Apesar de, como aponta a própria carta aberta, ser incomum que jornalistas se manifestem sobre decisões editoriais da chefia, a livre manifestação dos jornalistas dentro de uma empresa faz parte do Código de Ética dos Jornalistas Brasileiros. Também no artigo sexto, é colocado que “a defesa do jornalismo e de uma imprensa verdadeiramente independente passa necessariamente pelo livre debate, circulação de ideias plurais e o constante diálogo dos profissionais para aprimorar as decisões editoriais de uma publicação”.
Repercussão
Após a publicação da carta aberta, os jornalistas da Folha receberam apoio de colegas da área e personalidades. O Sindicato dos Jornalistas Profissionais no Estado de São Paulo (SJSP) e a Federação Nacional dos Jornalistas (Fenaj) publicaram nota de apoio à manifestação dos jornalistas da Folha de São Paulo e ressaltaram que racismo reverso não existe.
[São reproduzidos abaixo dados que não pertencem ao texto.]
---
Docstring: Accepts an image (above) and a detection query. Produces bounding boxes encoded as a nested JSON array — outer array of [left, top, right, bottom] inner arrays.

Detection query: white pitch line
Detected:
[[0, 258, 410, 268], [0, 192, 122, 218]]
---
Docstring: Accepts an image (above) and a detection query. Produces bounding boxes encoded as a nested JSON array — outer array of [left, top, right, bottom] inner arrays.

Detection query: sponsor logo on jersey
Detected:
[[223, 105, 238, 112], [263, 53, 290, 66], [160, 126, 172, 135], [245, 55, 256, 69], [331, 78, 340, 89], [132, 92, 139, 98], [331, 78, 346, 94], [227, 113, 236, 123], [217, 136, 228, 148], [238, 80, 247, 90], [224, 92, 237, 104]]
“Nossa entidade parabeniza a coragem e a firmeza das e dos jornalistas em se posicionaram contra uma decisão editorial evidentemente equivocada da empresa. Tal atitude, por sinal, deveria ser natural em uma redação: a defesa do jornalismo e de uma imprensa verdadeiramente independente passa necessariamente pelo livre debate, circulação de ideias plurais e o constante diálogo dos profissionais para aprimorar as decisões editoriais de uma publicação — sem transigir na ideia falsa de que o jornalismo precisa abrir espaço a discursos nocivos à democracia e aos direitos humanos”, destacam o SJSP e Fenaj na nota.
No twitter, houve várias manifestações de apoio a carta aberta dos profissionais da Folha. A jornalista Lívia Lamblet, produtora dos podcasts “Criador & Criatura” e “Postei e saí correndo”, destacou a importância da classe se mobilizar em protesto a publicações preconceituosas.
O jornalista esportivo Demétrio Vecchioli, autor do blog Olhar Olímpico no UOL, também prestou apoio e destacou que nem todas as vozes merecem ser ouvidas.
A jornalista Luiza Caires, editora de Ciências no Jornal da Universidade de São Paulo (USP), também destacou a importância da carta aberta em seu twitter.
A Deputada estadual (PSOL/MG), presidenta da Comissão de Direitos Humanos e co-presidenta da Comissão de Mulheres na Assembleia Legislativa de Minas Gerais, Andréia de Jesus, ressaltou que a carta escancara como a luta preta tem sido usada como estratégica midiática.
Até o momento de fechamento desta publicação, a Folha de São Paulo não se manifestou publicamente sobre a carta aberta.